Image Blending

Introduction

In this project, I first implemented a simple unsharp mask filter to create a sharpening effect on an input image. I then manipulated low and high frequency detail in conjunction with Gaussian blurring to create hybrid images where one image is visible when viewed from up close and another image is visible when viewed from afar.

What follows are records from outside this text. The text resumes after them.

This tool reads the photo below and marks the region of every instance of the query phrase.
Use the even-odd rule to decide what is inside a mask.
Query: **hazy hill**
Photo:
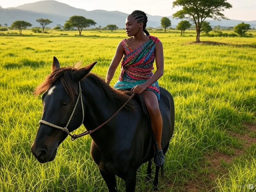
[[[57,24],[63,25],[69,17],[73,15],[82,15],[93,19],[97,23],[96,26],[102,27],[109,24],[115,24],[119,28],[124,27],[125,19],[128,14],[117,11],[108,11],[104,10],[88,11],[71,7],[67,4],[52,0],[28,3],[15,7],[3,9],[0,7],[0,24],[6,23],[9,25],[13,22],[22,20],[31,23],[33,26],[39,26],[36,20],[40,18],[48,18],[54,22],[47,26],[53,27]],[[147,26],[157,27],[160,26],[162,17],[147,15]],[[180,20],[173,19],[168,17],[172,21],[172,27],[175,27]],[[220,25],[223,26],[233,26],[242,21],[230,20],[221,21],[210,21],[212,26]],[[256,21],[244,22],[256,27]]]

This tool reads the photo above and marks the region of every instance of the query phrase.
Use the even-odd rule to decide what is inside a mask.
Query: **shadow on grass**
[[[18,63],[6,63],[3,67],[7,69],[20,69],[24,67],[29,67],[33,69],[36,69],[45,64],[45,62],[43,61],[33,61],[26,59],[20,60]]]

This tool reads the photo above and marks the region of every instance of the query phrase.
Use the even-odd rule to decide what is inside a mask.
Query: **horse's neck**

Exploring the frequency space further, I implemented Gaussian and Laplacian stacks which allows the viewing of images with certain frequency bands filtered out. And finally, using my newfound knowledge of Gaussian and Laplacian stacks, I created an image blender which, given two images and a mask, is able to blend the images together. An example of image blending is below:

Part 1: Unsharp Mask Filtering

In this part, I used the unsharp mask filter that we learned about in lecture to sharpen an image. The unsharp mask filter itself is created via the following steps:

Images from left to right:
[Original Image, Blurred Image, High Frequency Image, Sharpened Image (alpha = 1)]

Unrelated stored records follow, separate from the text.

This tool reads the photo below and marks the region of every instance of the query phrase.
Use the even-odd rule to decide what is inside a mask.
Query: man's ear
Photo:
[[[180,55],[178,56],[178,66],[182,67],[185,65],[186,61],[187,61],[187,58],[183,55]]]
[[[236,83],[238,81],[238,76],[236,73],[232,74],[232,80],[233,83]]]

Apply a Gaussian filter to the image to blur it, exposing the low frequencies of the image.
Subtract the blurred image from the original image to remove the low frequencies of the image, leaving only the high frequencies.
Scale the resulting image by a value alpha that determines how "sharp" the image will be.
Add the resulting image to the original image to accentuate the high frequencies of the original image.

Note: I clipped the images so that I didn't have out of bounds values.

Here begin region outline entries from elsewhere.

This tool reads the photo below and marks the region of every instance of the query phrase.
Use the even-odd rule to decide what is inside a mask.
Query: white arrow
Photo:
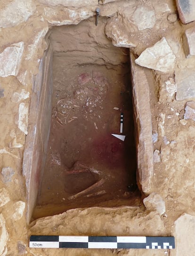
[[[119,140],[121,140],[123,141],[124,141],[124,139],[125,139],[125,137],[126,137],[125,135],[120,135],[119,134],[114,134],[114,133],[111,133],[111,134],[114,137],[117,138],[117,139],[119,139]]]

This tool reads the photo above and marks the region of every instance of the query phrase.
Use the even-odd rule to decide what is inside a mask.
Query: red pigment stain
[[[121,164],[124,158],[124,144],[111,134],[101,136],[94,141],[93,151],[95,158],[110,167]]]

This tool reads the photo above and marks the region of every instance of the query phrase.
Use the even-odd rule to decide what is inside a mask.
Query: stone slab
[[[163,72],[174,70],[176,57],[165,37],[146,48],[136,59],[136,64]]]
[[[195,20],[194,0],[176,0],[179,18],[184,24]]]
[[[0,53],[0,77],[17,75],[24,52],[24,42],[14,44]]]
[[[152,193],[144,198],[143,203],[147,209],[155,210],[160,215],[165,212],[165,203],[159,194]]]
[[[132,18],[138,30],[152,28],[156,22],[154,11],[148,6],[138,6]]]
[[[135,116],[137,121],[138,180],[141,189],[149,193],[153,176],[153,142],[149,87],[146,71],[135,63],[130,54],[132,90]]]
[[[183,36],[184,53],[187,58],[195,55],[195,27],[187,29]]]
[[[51,118],[52,49],[49,44],[35,77],[23,160],[26,179],[27,218],[29,222],[37,197],[45,164]]]
[[[195,97],[195,72],[176,75],[176,100],[182,100]]]

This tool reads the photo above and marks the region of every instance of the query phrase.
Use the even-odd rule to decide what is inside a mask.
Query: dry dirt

Below is a set of images of my dog, Pebble. I used a 30 x 30 window for my Gaussian filter with a sigma value of 10, following the general rule of thumb of making your window width and height 3 * sigma.

original

alpha = 0.5

alpha = 1

alpha = 5

alpha = 10

alpha = 50

alpha = 100

I ran the algorithm a few times with different alpha values and you can see that after a certain point, alpha becomes too large and the images look unrealistic rather than sharp. The difference at 0.5 is barely noticeable while the difference at 1 seems sharpen the image well. However an alpha value of 5 or higher results in Pebble's fur being too white and contrasted resulting in a more "chiseled" effect as alpha increases.

Interestingly enough, the high frequency image seems to have picked up on the minute shadow on the door behind Pebble as that texture also becomes accentuated as alpha increases.

Part 2: Hybrid Images

Next, I was tasked to create hybrid images, that is, given 2 input images, create an image that seemingly changes appearance as a function of viewing distance. We accomplish this by high pass filtering (HPF) one image, low pass filtering (LPF) the other image, and then adding the images together. I accomplished the HPF in the same manner as part 0, taking the difference between the original image and a Gaussian blurred version of the image, and the LPF is accomplished just by applying a Gaussian to the original image.

Additionally, the images were always aligned, then gray scaled, then filtered, then combined. The alignment code (which was given to us) uses 2 user-defined points on the images to align them together. Naturally, I chose images with forward facing portraits and subjects with two visible eyes. I used the eyes in every pair of photos as the alignment points.

I found that a sigma value of 7 on the LPF and 15 on the HPF worked the best. I followed the 3 * sigma rule of thumb and used a 21 x 21 window on the LPF and a 45 x 45 window on the HPF. Below is my favorite result:

Try walking away from your computer and viewing from a distance!
(Ed Sheeran should disappear and the husky should become more visible.)

Hybrid photo of Ed Sheeran and a husky

Here are some pictures detailing the process of creating the hybrid image:

Original Images and their Fourier Transforms (FT)

Original Ed

Ed's FT

Original Husky

Husky's FT

Filtered Images and their FT's

HPF'd Ed

Filtered Ed's FT
(As expected, has become brighter due to the HPF.)

LPF'd Husky

Filtered Husky's FT
(As expected, has become darker as the high frequencies are filtered out.)

Result

Resulting Hybrid Image

Hybrid FT

Here are few more examples that I ran:

"The professor of my favorite 61-series class and the 16th President of the United States."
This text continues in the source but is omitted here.